The trap here is that candidates confuse supporting artifacts (like network diagrams or contracts) with mandatory report components, but the CRISC exam specifically tests that the risk assessment report must include the risk register, risk analysis, and risk response recommendations as its key deliverables.

75
MCQhard

A multinational corporation is migrating critical applications to a public cloud provider. The IT risk manager needs to design a risk assessment approach that addresses shared responsibility. Which of the following is the MOST appropriate approach?

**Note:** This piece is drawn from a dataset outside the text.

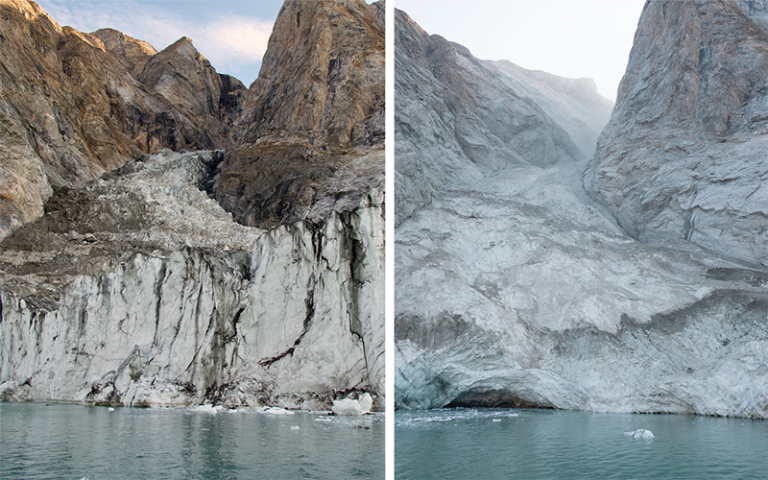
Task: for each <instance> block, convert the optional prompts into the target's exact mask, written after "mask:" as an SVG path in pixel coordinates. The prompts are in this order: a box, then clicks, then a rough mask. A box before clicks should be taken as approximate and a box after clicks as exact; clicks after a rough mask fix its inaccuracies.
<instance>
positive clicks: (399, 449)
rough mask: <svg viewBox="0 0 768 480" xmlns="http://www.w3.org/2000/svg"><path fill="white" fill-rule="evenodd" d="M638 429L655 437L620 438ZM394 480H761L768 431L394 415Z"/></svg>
mask: <svg viewBox="0 0 768 480" xmlns="http://www.w3.org/2000/svg"><path fill="white" fill-rule="evenodd" d="M641 428H644V429H647V430H651V431H652V432H653V434H654V436H655V437H654V438H652V439H634V438H630V437H626V436H624V432H627V431H635V430H638V429H641ZM395 476H396V478H397V480H411V479H412V480H417V479H418V480H424V479H441V480H445V479H477V480H480V479H482V480H492V479H553V480H554V479H558V480H559V479H568V480H571V479H573V480H575V479H589V480H595V479H628V480H629V479H675V480H684V479H696V480H707V479H717V480H727V479H734V480H736V479H738V480H748V479H760V480H765V479H768V422H767V421H759V420H742V419H729V418H713V417H700V416H692V415H620V414H596V413H584V412H566V411H554V410H502V409H484V410H478V409H451V410H448V409H442V410H432V411H411V412H407V411H398V412H396V414H395Z"/></svg>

A.Assess only the cloud provider's security controls
B.Assume that the provider's controls cover all risks
C.Perform a data leakage risk assessment for each application
D.Map controls to the shared responsibility model and assess both sides
AnswerD

This ensures all areas are covered according to the provider's model.

Why this answer

In a public cloud shared responsibility model, the cloud provider secures the infrastructure (e.g., physical security, hypervisor), while the customer secures their data, configurations, and access controls. Option D is correct because it requires mapping each control to the specific party responsible (customer vs. provider) and assessing both sides, ensuring no gaps in coverage. This approach aligns with the CSA Cloud Controls Matrix and NIST SP 800-146, which mandate joint accountability.

Exam trap

The trap here is that candidates assume the cloud provider is fully responsible for all security, overlooking the customer's contractual and operational obligations under the shared responsibility model, which is a core CRISC concept for cloud risk assessments.

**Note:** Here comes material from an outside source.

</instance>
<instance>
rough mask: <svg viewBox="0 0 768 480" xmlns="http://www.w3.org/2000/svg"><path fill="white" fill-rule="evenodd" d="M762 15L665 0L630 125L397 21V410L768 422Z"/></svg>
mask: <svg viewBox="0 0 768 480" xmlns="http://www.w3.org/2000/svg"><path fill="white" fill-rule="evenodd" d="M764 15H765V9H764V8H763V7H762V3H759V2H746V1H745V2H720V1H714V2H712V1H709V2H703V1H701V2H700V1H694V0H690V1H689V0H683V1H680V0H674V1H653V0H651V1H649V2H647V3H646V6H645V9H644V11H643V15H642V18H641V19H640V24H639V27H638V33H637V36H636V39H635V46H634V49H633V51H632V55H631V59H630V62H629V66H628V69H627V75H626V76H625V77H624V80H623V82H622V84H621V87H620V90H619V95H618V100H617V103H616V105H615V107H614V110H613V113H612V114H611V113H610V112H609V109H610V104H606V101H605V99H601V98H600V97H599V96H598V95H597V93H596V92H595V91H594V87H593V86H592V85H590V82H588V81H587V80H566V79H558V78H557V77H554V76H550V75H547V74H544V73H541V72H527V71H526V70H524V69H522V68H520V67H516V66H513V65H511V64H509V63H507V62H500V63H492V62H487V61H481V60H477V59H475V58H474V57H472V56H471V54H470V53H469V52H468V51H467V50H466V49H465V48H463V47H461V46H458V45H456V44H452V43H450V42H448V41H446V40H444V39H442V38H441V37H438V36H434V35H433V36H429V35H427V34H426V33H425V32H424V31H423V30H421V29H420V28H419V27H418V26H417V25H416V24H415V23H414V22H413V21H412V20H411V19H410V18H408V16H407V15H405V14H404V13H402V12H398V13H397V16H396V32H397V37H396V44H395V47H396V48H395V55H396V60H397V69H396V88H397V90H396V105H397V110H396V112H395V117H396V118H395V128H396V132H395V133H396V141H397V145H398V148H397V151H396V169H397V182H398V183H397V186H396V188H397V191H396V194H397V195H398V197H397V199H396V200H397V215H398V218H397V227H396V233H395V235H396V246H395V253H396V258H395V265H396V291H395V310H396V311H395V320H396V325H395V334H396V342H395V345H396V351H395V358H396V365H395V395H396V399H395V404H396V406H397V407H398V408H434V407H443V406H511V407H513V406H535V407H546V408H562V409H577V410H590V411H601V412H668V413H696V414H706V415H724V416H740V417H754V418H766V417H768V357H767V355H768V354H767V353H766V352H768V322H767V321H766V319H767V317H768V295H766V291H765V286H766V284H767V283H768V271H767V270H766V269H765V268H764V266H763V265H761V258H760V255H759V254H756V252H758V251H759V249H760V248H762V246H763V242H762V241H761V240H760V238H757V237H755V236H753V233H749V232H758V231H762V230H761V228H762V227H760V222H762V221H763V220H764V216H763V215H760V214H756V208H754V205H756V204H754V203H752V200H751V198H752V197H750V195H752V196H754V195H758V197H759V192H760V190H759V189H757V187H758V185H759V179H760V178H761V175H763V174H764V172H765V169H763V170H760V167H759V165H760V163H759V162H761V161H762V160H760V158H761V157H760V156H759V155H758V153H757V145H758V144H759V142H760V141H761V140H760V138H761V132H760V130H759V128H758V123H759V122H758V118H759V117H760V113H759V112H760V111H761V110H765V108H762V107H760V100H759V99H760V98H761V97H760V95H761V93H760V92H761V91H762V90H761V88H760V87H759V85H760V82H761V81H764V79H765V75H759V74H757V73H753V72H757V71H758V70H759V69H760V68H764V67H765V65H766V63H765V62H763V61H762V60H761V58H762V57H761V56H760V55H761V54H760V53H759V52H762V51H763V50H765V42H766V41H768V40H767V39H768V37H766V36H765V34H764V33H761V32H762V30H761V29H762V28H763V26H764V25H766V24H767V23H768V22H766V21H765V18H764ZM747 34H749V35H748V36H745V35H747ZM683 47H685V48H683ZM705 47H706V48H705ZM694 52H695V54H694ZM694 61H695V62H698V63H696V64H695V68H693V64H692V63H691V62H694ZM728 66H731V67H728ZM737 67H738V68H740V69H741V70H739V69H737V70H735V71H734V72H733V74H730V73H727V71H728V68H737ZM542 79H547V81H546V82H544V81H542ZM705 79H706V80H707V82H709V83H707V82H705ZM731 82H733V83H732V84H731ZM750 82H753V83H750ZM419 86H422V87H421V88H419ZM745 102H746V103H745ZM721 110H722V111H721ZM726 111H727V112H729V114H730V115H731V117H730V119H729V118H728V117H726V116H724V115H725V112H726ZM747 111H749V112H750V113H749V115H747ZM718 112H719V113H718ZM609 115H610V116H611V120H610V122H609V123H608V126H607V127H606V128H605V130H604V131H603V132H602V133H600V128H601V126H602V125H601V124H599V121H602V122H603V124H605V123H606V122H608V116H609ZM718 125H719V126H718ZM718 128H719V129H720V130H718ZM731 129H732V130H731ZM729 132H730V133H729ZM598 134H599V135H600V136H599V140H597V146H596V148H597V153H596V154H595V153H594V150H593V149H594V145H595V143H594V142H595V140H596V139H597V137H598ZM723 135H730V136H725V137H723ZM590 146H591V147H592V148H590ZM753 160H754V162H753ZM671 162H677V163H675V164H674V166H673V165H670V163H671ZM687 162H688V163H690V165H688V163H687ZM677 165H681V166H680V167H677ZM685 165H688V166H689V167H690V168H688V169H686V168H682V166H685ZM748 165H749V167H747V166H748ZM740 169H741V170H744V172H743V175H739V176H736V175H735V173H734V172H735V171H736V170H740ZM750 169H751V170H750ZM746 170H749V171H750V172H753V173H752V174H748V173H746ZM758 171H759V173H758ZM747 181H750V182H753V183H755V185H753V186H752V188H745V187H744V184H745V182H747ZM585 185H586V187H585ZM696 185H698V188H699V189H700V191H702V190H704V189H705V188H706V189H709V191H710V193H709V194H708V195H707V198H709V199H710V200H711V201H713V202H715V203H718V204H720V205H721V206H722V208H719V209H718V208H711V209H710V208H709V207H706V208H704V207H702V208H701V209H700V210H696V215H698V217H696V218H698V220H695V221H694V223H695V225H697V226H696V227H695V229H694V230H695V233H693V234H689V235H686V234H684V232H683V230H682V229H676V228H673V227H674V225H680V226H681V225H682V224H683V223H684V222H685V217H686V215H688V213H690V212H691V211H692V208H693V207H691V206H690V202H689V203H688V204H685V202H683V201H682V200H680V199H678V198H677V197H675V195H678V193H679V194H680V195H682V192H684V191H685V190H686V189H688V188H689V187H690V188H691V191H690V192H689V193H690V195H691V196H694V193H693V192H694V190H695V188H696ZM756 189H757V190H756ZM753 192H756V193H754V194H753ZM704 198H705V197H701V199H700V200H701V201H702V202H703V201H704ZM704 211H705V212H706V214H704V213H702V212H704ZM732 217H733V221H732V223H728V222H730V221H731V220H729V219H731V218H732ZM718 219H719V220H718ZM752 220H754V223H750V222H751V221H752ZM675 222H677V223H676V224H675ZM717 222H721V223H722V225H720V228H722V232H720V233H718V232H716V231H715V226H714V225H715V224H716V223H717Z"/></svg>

How to eliminate wrong answers

Option A is wrong because assessing only the provider's controls ignores customer-side responsibilities like IAM policies, encryption key management, and application-layer security, leading to unmitigated risks. Option B is wrong because assuming the provider covers all risks violates the shared responsibility model; the provider explicitly disclaims responsibility for customer data and configurations in their SLA (e.g., AWS Shared Responsibility Model). Option C is wrong because a data leakage risk assessment is too narrow; it omits other critical risks such as misconfigured network ACLs, insecure APIs, and compliance violations (e.g., GDPR data residency).